The peninsula is dotted with cenotes, water-filled holes fed by underground springs and by water that has seeped through the limestone underlying the peninsula. In Mayan times these azure cenotes were a main source of drinking water, aside from rainwater, since the Yucatan lacks above-ground waterways and lakes. They were also, as in the case of the large cenote at Chichen Itz, centers of religious significance for the Maya.
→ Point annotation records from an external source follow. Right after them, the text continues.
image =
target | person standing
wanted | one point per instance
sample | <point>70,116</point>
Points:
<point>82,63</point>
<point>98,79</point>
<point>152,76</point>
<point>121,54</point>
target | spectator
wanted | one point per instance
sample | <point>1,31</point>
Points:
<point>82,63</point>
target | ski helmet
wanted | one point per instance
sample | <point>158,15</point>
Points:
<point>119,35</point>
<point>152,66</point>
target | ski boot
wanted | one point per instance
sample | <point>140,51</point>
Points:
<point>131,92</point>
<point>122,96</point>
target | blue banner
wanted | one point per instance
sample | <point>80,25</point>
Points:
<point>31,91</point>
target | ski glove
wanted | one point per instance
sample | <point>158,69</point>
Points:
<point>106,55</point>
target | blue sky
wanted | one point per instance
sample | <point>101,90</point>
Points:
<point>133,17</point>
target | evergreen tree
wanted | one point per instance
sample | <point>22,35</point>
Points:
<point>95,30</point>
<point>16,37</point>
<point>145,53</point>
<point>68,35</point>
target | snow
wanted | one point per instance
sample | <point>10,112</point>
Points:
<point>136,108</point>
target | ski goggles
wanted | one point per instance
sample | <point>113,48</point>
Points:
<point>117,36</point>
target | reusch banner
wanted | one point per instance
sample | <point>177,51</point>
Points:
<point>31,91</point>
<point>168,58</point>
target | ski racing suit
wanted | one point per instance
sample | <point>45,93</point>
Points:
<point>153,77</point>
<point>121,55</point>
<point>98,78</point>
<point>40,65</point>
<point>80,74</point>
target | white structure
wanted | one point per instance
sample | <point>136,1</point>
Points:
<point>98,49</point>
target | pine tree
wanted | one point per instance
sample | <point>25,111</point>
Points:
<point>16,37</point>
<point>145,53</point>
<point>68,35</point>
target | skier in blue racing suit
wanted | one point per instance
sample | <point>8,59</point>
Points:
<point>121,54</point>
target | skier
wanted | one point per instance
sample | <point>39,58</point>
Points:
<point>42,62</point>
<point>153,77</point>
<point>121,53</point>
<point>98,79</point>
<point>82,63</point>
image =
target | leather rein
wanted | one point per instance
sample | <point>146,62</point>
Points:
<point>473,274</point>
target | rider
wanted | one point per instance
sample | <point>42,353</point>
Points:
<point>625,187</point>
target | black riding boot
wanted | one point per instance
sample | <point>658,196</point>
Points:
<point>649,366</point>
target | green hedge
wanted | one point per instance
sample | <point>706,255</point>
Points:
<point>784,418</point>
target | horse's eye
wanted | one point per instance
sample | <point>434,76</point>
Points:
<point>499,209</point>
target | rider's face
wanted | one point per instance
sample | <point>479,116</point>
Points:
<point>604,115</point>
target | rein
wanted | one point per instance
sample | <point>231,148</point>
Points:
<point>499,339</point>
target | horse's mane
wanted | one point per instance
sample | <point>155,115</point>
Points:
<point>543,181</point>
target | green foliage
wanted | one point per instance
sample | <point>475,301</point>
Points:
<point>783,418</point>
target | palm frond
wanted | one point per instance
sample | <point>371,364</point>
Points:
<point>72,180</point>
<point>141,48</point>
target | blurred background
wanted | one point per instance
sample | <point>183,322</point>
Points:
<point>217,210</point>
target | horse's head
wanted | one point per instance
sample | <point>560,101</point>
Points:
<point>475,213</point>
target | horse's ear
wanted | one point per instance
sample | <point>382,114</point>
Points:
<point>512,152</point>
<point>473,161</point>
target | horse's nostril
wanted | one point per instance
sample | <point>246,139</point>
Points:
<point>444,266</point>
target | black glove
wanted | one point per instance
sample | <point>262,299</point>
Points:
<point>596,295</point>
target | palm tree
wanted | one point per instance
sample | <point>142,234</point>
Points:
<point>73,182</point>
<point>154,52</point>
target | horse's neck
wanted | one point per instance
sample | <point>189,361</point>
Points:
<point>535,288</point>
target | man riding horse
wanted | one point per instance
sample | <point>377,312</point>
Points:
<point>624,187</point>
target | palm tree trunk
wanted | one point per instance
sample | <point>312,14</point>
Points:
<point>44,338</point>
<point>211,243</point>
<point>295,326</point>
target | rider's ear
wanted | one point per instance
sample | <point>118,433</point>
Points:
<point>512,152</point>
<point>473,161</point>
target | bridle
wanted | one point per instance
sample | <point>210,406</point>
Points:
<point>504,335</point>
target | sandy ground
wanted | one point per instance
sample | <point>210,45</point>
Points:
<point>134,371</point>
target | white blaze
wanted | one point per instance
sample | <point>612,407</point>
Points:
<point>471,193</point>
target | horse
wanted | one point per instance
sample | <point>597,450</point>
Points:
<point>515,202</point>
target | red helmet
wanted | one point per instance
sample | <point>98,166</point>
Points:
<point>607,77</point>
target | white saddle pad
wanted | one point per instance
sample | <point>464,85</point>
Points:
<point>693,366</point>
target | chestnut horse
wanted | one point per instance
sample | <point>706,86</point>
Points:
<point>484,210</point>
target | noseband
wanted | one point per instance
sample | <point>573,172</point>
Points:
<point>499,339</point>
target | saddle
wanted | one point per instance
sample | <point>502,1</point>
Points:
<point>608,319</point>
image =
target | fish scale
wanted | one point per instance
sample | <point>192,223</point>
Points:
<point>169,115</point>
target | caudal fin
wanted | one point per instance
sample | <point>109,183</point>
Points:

As lovely as this tropical paradise is, Mérida does have one drawback: heat, heat and more heat. The months of April through August can be stifling and humid, and some days the only thing to do is plant yourself in front of the air conditioning, as temperatures routinely run into the 90s and can reach as high as 108 degrees Fahrenheit. Not to worry, though: It cools down in the fall and winter and Public Works Director Sauri says that the city plans to double its number of fountains over the next couple of years.
It’s all worth the price of admission. Mérida’s quality of life and overall charm make it a place worth visiting, even staying (as this author did after first coming here in 2000).
Theresa Braine is a Mérida-based freelance reporter covering the Yucatan peninsula.